# German Shepherd Training Commands



## wustengs (Feb 26, 2010)

Hi,

I would like to share below Basic German Commands which are basic commands but are very useful for those who has recently adopted GS Puppy.

These commands are easy to understand by your GSD.


German--------------Pronounced------------------Meaning

Heir------------------Here------------------------ Come

Sitz------------------Sits------------------------- Sit

Pass Auf-------------Pus Auf---------------------- Beware

Fuss---------------- Foos------------------------- Heel

Bleib-----------------Blibe--------------------------Stay

Platz-----------------Plotz-------------------------Lay

Such-----------------Zuhhk------------------------Track (calm) 

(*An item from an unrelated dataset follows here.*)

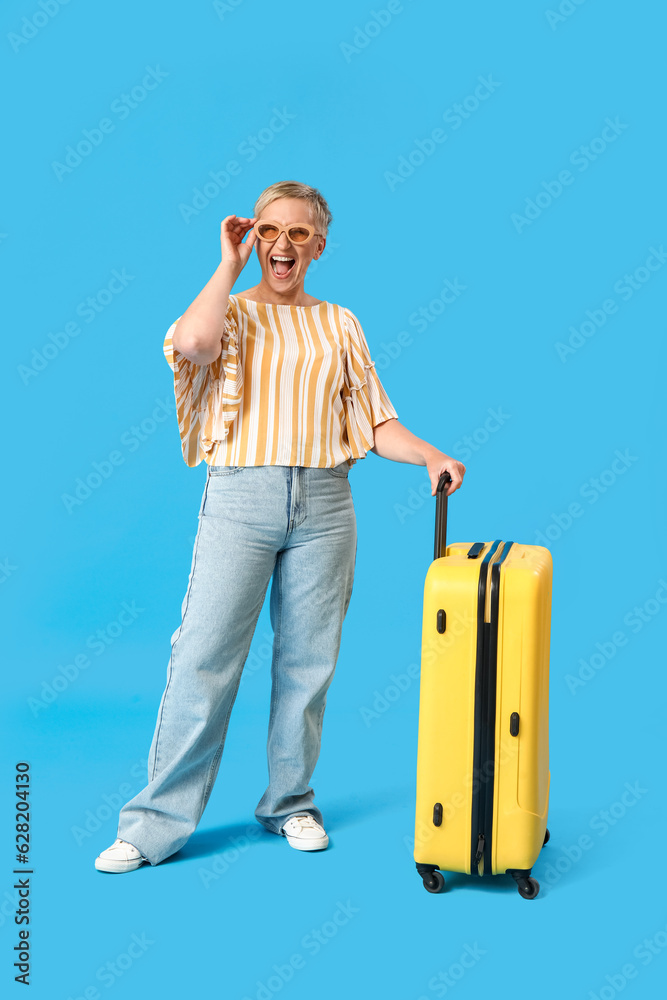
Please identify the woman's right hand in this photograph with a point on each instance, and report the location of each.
(235, 252)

Phui------------------Fooey------------------------Shame, Stop It 

Voran----------------Foran-------------------------Search

Gib Laut--------------Geeb Laut--------------------Speak

Aus-------------------Aus--------------------------Stop: attack 

So Its Brav-----------So Its Brav--------------------Encouragement

Ja Ja Ja---------------Ya Ya Ya-------------------- Encouragement

Steh------------------Shtay------------------------Stand Stay 

Steh Auf--------------Shtay Auf--------------------Stand up 

I hope this will be helpful to newbies.


----------



## Bama4us (Oct 24, 2009)

wustengs said:


> I hope this will be helpful to newbies.

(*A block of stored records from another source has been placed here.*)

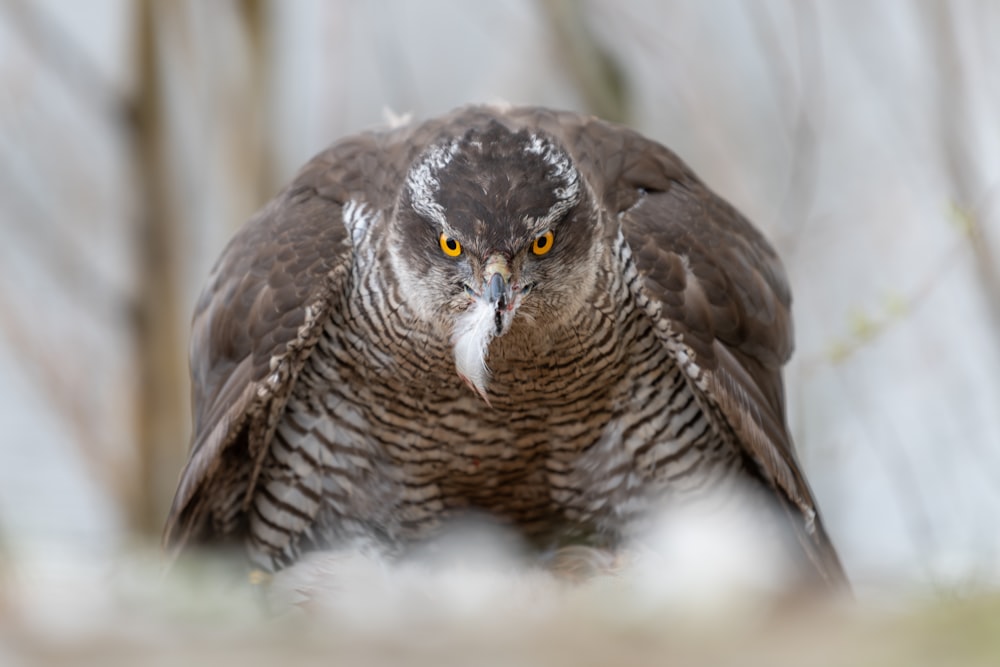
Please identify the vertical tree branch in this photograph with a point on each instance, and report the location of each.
(159, 410)
(598, 77)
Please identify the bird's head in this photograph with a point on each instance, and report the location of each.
(494, 230)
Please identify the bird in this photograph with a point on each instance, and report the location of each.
(531, 314)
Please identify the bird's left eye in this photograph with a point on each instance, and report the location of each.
(542, 244)
(450, 246)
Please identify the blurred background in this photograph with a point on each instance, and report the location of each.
(137, 135)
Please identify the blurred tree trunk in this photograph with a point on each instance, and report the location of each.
(595, 72)
(156, 318)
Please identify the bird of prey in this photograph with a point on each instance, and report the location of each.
(528, 313)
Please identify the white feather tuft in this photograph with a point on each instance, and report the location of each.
(471, 338)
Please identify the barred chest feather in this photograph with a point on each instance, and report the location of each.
(587, 426)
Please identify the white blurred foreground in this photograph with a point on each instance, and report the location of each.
(699, 588)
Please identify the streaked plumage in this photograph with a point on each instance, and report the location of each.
(528, 313)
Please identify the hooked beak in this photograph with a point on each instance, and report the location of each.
(489, 315)
(498, 293)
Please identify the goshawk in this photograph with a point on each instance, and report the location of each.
(527, 313)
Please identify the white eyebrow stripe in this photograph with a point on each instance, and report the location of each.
(424, 185)
(561, 168)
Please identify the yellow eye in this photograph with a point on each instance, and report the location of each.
(450, 246)
(542, 244)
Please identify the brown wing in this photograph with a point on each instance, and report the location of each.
(258, 319)
(723, 290)
(260, 315)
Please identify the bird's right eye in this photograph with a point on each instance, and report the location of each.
(450, 246)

To newbies? Is the post total of 1 a misprint?

Sorry, could not resist. 
Welcome to the board! You'll find a vast knowledge of GSD's within this forum, enjoy!


----------



## AbbyK9 (Oct 11, 2005)

And for newbies wanting to spell the German commands correctly, it's HIER (not heir), PFUI (not phui) and SO ISTS BRAV (not so its brav).


----------



## GSD_man (Oct 6, 2007)

While we are at it ...

"ja ja ja" in german means kiss my a$$

"so its brav" is incorrect also. The correct form is "so ist es brav" or slang "so isses brav" or bavarian slang "so is brav". This isn't used as commonly as "braver junge" which equals "good boy".

Finally, I do not see the need to differentiate between "Steh" and "Steh auf" which is basically the same as "Stand" and "Stand up".


----------



## sagelfn (Aug 13, 2009)

i don't know about the rest of you but I need audio for how to pronounce some of those things

welcome, maybe head over to the introductions section and tell us about yourself and dog(s)


----------